Our study was limited to a population of persons known to have diabetes. However, undiagnosed diabetes in sub-Saharan Africa is considerably larger and thus it is likely that we are underestimating the burden of DR in the community. Our findings imply that socio-economic status, lack of access to primary care and subsequently poor glycaemic and hypertensive control are important factors and that these can lead to late presentation and irreversible vision loss.

Much of the demographic data was collected by nurses and trained non-medical technicians using each patient’s self-reported medical history and notes, where available. In cases where it was not possible to confirm diabetic type, we categorised the patient as ‘diabetes unspecified’ so as not to bias the statistical results of the study.

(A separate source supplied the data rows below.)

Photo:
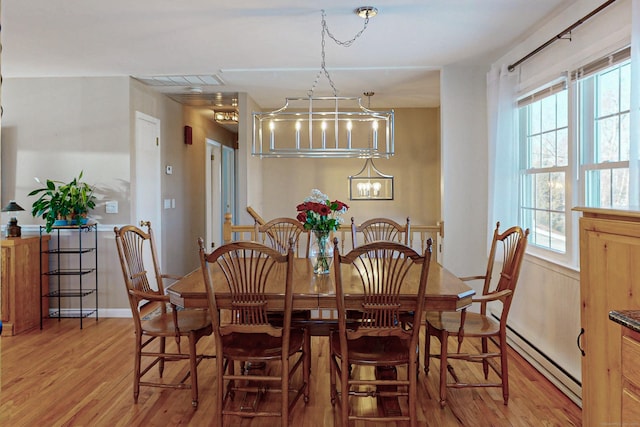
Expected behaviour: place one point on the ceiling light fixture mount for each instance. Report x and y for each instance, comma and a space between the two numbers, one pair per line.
226, 117
366, 12
370, 183
325, 126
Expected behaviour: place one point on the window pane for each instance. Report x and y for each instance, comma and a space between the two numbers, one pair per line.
556, 191
535, 152
534, 118
606, 97
548, 106
528, 191
541, 229
625, 87
624, 137
608, 187
608, 93
563, 111
548, 150
542, 191
562, 143
620, 187
557, 238
546, 144
607, 140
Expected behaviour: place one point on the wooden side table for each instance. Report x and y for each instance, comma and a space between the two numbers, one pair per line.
20, 292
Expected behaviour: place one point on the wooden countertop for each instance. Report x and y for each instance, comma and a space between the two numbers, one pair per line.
627, 318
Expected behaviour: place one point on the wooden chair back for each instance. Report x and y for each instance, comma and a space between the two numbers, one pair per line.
511, 246
279, 232
145, 288
380, 229
247, 267
382, 267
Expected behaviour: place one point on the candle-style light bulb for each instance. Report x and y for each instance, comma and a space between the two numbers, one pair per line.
324, 134
272, 138
374, 125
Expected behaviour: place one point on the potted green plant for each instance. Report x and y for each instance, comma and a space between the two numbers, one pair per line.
59, 203
82, 199
53, 205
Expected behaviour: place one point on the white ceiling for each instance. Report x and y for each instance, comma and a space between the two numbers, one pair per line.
269, 49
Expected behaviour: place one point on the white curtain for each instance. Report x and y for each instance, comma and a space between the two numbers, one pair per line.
503, 148
634, 155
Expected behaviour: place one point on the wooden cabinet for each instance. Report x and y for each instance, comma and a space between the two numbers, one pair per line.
75, 258
630, 377
20, 295
609, 280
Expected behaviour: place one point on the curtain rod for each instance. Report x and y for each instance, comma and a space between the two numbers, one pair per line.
560, 35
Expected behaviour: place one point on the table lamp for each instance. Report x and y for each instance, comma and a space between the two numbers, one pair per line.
13, 229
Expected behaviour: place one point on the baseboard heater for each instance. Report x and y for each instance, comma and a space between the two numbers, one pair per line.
567, 383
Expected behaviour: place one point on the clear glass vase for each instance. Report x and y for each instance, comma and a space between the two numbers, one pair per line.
321, 252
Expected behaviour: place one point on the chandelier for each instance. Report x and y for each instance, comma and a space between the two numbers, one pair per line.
226, 117
325, 126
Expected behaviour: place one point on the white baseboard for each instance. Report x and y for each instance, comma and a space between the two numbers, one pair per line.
560, 379
102, 313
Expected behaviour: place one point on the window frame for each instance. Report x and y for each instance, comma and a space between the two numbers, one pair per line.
568, 257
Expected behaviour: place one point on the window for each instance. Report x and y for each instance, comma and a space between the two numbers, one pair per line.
544, 120
574, 137
604, 117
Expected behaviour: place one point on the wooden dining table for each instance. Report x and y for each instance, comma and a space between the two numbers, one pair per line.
445, 291
316, 292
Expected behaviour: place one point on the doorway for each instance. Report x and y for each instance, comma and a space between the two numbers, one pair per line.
147, 176
220, 189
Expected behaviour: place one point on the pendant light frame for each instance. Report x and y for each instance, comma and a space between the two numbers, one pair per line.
366, 185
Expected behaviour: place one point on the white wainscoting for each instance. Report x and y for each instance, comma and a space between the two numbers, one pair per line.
544, 323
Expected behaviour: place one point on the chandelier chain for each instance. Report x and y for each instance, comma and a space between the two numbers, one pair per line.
347, 43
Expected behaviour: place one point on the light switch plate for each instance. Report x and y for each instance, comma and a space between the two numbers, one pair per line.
111, 206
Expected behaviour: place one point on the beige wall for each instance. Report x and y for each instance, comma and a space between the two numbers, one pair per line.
56, 127
415, 167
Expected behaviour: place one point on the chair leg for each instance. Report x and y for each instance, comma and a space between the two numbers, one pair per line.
427, 348
284, 384
306, 364
220, 397
136, 369
504, 369
162, 350
444, 340
332, 373
344, 388
413, 379
485, 362
193, 359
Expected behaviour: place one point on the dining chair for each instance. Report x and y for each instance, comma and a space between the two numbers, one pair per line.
154, 317
277, 233
244, 334
380, 229
378, 340
489, 323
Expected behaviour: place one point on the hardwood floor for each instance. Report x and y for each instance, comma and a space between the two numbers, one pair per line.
64, 376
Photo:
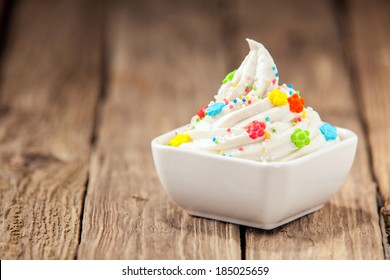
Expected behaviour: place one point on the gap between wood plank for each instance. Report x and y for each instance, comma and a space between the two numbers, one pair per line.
340, 10
99, 108
6, 12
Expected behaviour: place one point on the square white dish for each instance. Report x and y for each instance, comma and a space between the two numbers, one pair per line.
246, 192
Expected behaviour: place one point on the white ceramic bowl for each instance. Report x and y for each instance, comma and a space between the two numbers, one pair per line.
256, 194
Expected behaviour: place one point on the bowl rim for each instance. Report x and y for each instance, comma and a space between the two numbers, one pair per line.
348, 137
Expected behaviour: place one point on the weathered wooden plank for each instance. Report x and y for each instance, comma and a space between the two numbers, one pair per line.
50, 85
369, 43
167, 59
306, 47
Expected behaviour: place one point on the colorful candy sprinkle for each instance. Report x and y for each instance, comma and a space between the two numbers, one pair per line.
256, 129
215, 109
179, 139
300, 138
277, 97
296, 103
329, 131
202, 112
229, 77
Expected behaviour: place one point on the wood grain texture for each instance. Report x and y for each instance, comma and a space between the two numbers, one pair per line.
50, 85
306, 47
369, 42
166, 60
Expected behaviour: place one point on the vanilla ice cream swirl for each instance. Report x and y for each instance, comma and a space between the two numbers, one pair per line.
253, 117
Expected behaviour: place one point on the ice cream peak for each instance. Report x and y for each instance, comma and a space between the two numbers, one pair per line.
254, 117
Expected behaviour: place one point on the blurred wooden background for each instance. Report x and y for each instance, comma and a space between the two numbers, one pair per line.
86, 85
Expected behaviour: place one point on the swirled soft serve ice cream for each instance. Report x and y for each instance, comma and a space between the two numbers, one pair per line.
253, 117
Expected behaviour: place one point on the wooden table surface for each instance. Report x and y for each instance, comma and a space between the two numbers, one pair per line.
86, 85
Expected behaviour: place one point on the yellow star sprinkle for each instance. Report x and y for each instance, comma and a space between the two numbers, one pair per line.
179, 139
278, 98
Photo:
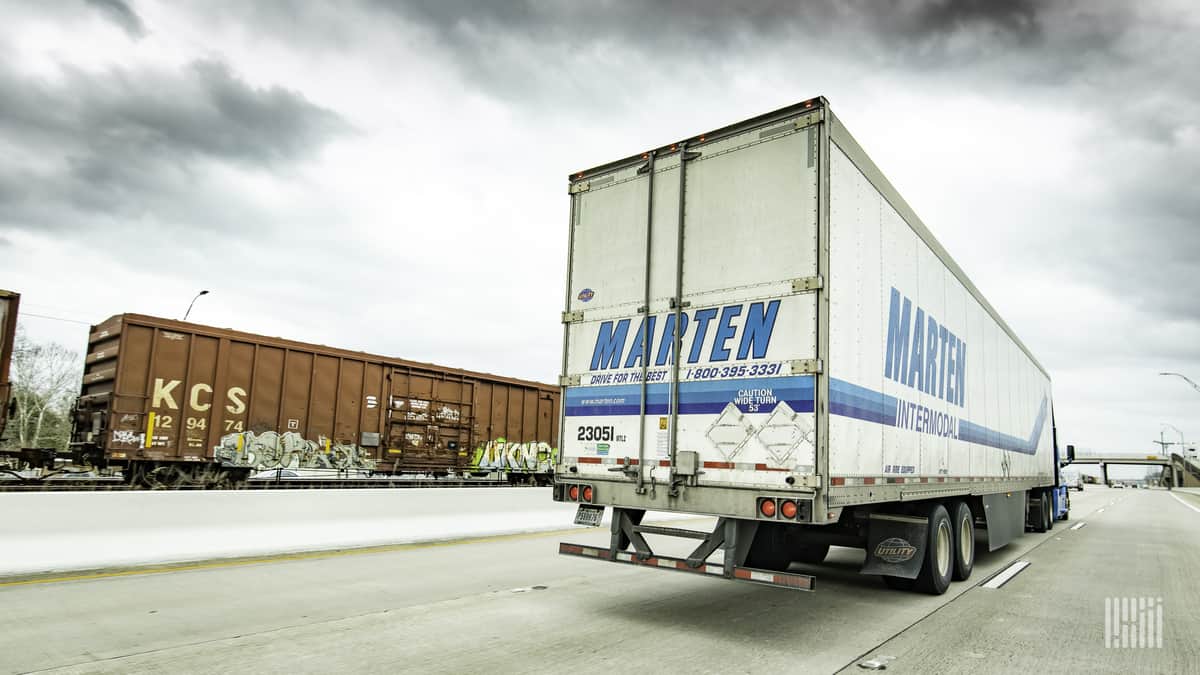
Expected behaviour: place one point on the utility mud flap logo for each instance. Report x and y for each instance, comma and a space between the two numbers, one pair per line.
895, 550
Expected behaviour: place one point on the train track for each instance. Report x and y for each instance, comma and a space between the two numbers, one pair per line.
117, 484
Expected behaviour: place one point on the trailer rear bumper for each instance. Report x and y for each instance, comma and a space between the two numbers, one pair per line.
784, 579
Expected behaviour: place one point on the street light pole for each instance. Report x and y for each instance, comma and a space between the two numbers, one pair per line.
1186, 378
193, 303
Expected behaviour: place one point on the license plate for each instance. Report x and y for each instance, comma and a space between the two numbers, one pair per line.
589, 515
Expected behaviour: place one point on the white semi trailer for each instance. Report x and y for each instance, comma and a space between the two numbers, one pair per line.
759, 328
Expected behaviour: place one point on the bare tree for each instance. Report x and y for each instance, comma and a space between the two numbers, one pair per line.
45, 378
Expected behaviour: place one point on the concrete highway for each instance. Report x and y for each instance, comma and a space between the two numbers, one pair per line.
511, 604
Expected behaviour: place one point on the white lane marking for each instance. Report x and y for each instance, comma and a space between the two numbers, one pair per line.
1006, 575
1185, 503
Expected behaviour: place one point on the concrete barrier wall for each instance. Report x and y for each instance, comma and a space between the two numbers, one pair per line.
42, 532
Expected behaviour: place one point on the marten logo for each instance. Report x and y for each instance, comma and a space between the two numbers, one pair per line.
895, 550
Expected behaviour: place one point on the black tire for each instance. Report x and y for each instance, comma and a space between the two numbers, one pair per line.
769, 549
964, 539
899, 583
1039, 503
810, 554
937, 568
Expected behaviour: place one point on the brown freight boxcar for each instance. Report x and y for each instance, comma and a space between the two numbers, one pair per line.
9, 305
177, 402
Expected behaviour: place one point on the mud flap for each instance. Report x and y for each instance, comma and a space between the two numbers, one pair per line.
895, 544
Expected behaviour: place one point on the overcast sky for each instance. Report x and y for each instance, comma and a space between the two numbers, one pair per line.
390, 177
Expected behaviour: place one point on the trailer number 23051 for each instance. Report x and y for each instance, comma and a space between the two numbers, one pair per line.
598, 434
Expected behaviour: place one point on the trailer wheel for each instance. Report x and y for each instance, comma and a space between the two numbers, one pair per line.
937, 568
964, 541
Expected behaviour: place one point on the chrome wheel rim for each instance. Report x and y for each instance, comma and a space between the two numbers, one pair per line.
966, 541
943, 548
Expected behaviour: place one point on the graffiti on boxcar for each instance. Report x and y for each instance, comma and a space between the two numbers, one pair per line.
504, 455
289, 449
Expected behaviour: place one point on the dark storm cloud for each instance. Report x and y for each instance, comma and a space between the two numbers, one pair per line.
120, 13
136, 142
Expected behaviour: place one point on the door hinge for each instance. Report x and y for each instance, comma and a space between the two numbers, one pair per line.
808, 284
808, 120
807, 366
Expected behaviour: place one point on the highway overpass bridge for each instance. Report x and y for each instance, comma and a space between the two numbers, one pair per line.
1177, 470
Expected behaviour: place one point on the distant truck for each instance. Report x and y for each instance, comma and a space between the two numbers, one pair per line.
757, 327
9, 305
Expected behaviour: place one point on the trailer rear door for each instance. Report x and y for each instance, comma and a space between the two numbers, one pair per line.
742, 394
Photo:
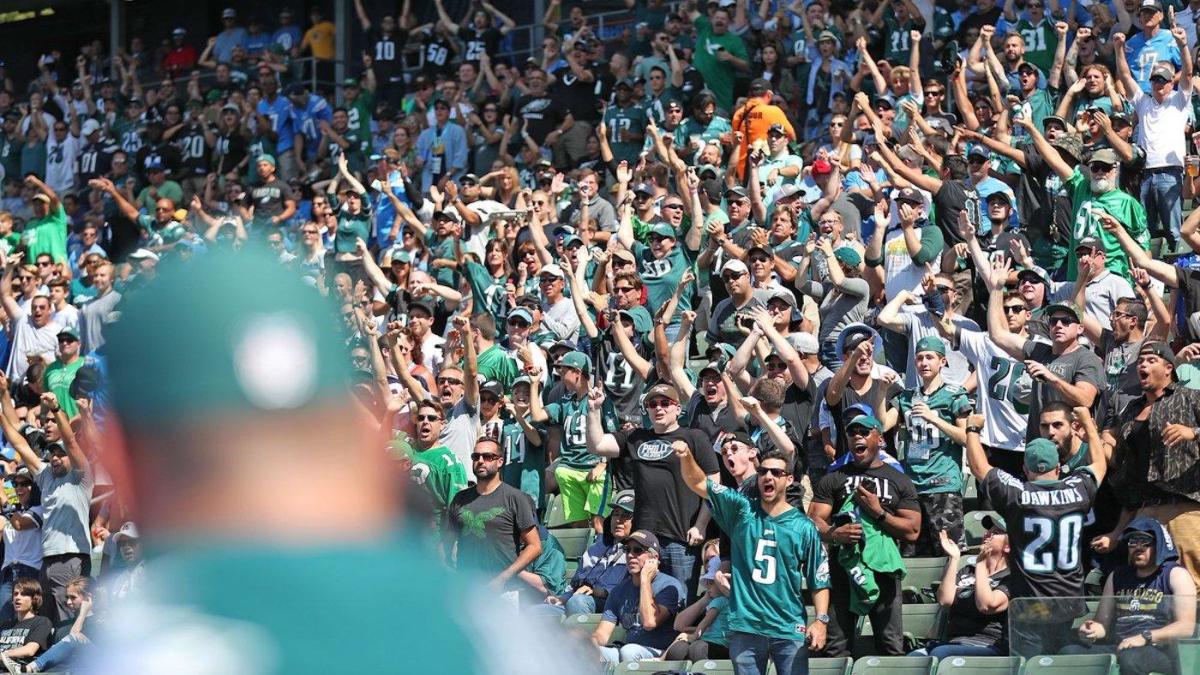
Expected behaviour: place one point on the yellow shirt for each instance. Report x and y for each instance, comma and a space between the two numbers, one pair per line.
321, 39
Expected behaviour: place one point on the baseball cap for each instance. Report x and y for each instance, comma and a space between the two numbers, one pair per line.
930, 344
735, 266
804, 342
256, 338
624, 501
868, 420
910, 195
665, 390
1162, 70
1041, 455
579, 360
847, 255
994, 521
1107, 155
647, 541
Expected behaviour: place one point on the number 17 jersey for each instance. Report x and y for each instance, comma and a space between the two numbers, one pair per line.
1045, 525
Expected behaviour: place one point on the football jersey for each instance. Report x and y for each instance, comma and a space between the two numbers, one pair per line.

Diabetic retinopathy screening was carried out using two non-stereo fundal photographic images. This is in line with other international screening programmes, including the UK. Due to the limited resources in the Zambian healthcare system, the use of optical coherence tomography (OCT) was not employed.

Further research is needed to confirm these findings in larger numbers. In sub-Saharan Africa diabetes care competes for resources with other diseases such as HIV and malaria. This research highlights the need for policymakers to direct health-care resources to expand the diabetic screening project to the whole country in an attempt to halt the burden of DR on patients and the community as a whole.

Conclusion

This study is one of very few studies estimating prevalence of diabetic retinopathy in sub-Saharan Africa, and the first in Zambia. We observed a high prevalence of sight threatening DR which is close to the higher end of the range of estimates that currently exist on DR. This study represents further evidence of global health inequality and the scale of the epidemic which sub-Saharan African countries now face.

Summary

What was known before

  • The prevalence of type 2 diabetes in sub-Saharan Africa has increased with urbanisation and a move towards a more westernised diet.

What this study adds

  • This study is one of very few studies estimating prevalence of diabetic retinopathy in sub-Saharan Africa, and the first in Zambia.

  • The prevalence of diabetic retinopathy in sub-Saharan Africa may be higher than previously thought.